Chapitre 7 : La pilleuse chanceuse
Partie 2
Je ne peux pas te reprocher de ressentir cela, n’est-ce pas ? « C’est une intuition, » répondis-je sans détour.
« Intuition ? »
« Cette femme est un problème. »
« Euh… »
Évidemment, il serait stupide d’insister sur le fait que j’avais été si brusque en raison de quelque chose d’aussi incertain que l’intuition — du moins, c’est ce que je pensais. Cependant, Elma avait vraiment compris.
« Ton intuition… Il ne faut pas la sous-estimer. À défaut d’autre chose, nous devons être prudents. Sa flotte… c’est bien la sienne, n’est-ce pas ? Elle semble spécialisée pour la bataille. Je ne suis pas sûr que le Krishna et le Lotus noir puissent affronter ces vaisseaux sans renfort. »
« Es-tu folle ? Nous ferions table rase d’eux. »
« Le Krishna pourrait tenir le coup, mais le Lotus noir pourrait tomber s’ils concentrent ces canons sur lui. À toutes fins utiles, ce serait perdre, n’est-ce pas ? »
« C’est vrai. »
Au pire, le Krishna pouvait à lui seul secouer les navires de Mary et s’enfuir, mais le Lotus noir était trop lent pour cela. En bref, je devais à tout prix éviter un échange de coups de feu avec la Lance écarlate.
« Ça craint », avais-je gémi. « Ils sont manifestement plus rapides que le Lotus Noir ne peut espérer l’être. »
« Leur flotte est un mélange de petits et de moyens vaisseaux, après tout. Et les moyens semblent axés sur la vitesse et la puissance de feu. »
Sur le chemin du retour au Lotus noir, Elma et moi avions discuté de la flotte qui appartenait manifestement à la Lance écarlate. Je n’avais pas pu identifier beaucoup de modèles ou de caractéristiques. Les vaisseaux étaient soit très modifiés, soit des modèles que je n’avais jamais vus. Mais ils avaient tous plusieurs propulseurs ou des propulseurs principaux inhabituellement grands, donc ils étaient probablement rapides. J’avais eu l’impression générale que la Lance écarlate était orientée vers la poursuite et l’assaut.
« Si leur nombre triplait, » avais-je dit, « ils pourraient même nous faire tomber. »

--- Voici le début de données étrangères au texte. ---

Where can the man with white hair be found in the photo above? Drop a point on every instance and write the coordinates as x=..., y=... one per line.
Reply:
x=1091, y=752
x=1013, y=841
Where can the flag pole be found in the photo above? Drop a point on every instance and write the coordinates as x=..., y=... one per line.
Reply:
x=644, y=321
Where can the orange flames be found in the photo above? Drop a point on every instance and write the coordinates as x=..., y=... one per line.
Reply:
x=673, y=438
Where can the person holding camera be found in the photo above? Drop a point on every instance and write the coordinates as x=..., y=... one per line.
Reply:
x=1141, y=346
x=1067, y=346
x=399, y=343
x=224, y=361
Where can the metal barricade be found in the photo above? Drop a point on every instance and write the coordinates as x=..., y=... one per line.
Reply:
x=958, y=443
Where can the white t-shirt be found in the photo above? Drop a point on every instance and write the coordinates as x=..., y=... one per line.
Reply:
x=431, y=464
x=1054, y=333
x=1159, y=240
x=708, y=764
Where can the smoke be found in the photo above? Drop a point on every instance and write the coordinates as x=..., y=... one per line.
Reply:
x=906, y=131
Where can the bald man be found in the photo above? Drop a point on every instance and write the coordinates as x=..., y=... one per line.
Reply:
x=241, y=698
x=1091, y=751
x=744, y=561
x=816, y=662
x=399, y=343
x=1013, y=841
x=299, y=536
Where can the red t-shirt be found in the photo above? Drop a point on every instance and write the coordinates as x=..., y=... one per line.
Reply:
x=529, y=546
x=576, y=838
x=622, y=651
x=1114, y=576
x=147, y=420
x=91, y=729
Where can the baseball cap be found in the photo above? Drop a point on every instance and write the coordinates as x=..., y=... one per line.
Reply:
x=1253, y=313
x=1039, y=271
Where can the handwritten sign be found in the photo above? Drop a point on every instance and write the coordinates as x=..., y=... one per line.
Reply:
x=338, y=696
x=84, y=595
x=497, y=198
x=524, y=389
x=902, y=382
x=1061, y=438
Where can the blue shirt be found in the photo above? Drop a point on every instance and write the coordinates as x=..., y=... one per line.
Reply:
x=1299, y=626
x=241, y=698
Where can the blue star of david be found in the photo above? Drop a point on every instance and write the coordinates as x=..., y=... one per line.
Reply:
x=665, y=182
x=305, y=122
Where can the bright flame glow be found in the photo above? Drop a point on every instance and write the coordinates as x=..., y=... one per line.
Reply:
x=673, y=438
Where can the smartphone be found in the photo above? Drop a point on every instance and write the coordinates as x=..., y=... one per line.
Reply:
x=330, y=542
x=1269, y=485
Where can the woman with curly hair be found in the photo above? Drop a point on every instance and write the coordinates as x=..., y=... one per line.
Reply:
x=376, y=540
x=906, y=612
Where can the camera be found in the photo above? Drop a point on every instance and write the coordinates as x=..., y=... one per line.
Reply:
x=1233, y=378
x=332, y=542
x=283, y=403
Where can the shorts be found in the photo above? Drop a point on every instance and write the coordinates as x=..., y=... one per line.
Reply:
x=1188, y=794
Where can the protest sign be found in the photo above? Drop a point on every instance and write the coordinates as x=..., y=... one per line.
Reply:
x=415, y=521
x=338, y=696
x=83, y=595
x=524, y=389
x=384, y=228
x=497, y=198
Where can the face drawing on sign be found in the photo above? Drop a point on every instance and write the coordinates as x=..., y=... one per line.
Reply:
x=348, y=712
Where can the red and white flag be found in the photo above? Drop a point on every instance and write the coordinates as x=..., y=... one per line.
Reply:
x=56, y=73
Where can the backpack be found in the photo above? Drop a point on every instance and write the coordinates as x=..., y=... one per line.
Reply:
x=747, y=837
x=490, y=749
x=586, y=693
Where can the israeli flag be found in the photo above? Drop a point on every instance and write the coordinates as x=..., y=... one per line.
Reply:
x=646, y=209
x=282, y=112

« Eh bien, j’ai compté cinq embarcations moyennes et sept petites. C’est à peu près le plus grand groupe que j’ai jamais vu commander par un mercenaire. »
Si les petits navires de la Lance écarlate neutralisaient le Krishna et que ses navires moyens concentraient leurs tirs sur le Lotus noir, même ce mastodonte n’en sortirait pas indemne. Il possédait des boucliers et un blindage épais, mais n’était pas assez maniable pour esquiver les tirs ennemis.
« Assez analysé ses vaisseaux », dis-je enfin. « Le fait est qu’il est trop dangereux d’affronter la Lance écarlate sans plan. Ça, c’est certain. »
« D’accord. De toute façon, on ne sait pas si Mary a l’intention de faire quoi que ce soit. »
« Et ce ne serait pas aussi facile que de chercher la bagarre. »
« Non. Un seul rapport, et c’en est fini d’eux. »
En dépit des mondes périphériques dépourvus de flottes de défense, il était extrêmement risqué pour un vaisseau doté d’une identité officielle d’en attaquer un autre dans le système Leafil. Si un attaquant était signalé, il aurait un casier judiciaire sur le champ. Leur tête serait alors mise à prix, comme celle d’un pirate de l’espace.
Les criminels étaient interdits d’accès à la plupart des colonies, ce qui signifiait que l’attaquant ne pouvait pas se réapprovisionner en nourriture, en eau et en oxygène — ce qui signifiait évidemment la mort. L’impossibilité d’entretenir son vaisseau l’amènerait également à tomber en panne. La seule solution qui leur reste est de rejoindre les pirates de l’espace et de vivre ce mode de vie.
En bref, si Mary nous attaquait, elle perdrait tout — y compris son statut et sa réputation de mercenaire de rang or.
« Eh bien, je suppose que nous n’avons pas besoin de nous méfier d’elle », avais-je conclu. « Si elle est quelqu’un qui s’inquiète de cela. »
« Bien sûr qu’elle s’en préoccupe », se moqua Elma.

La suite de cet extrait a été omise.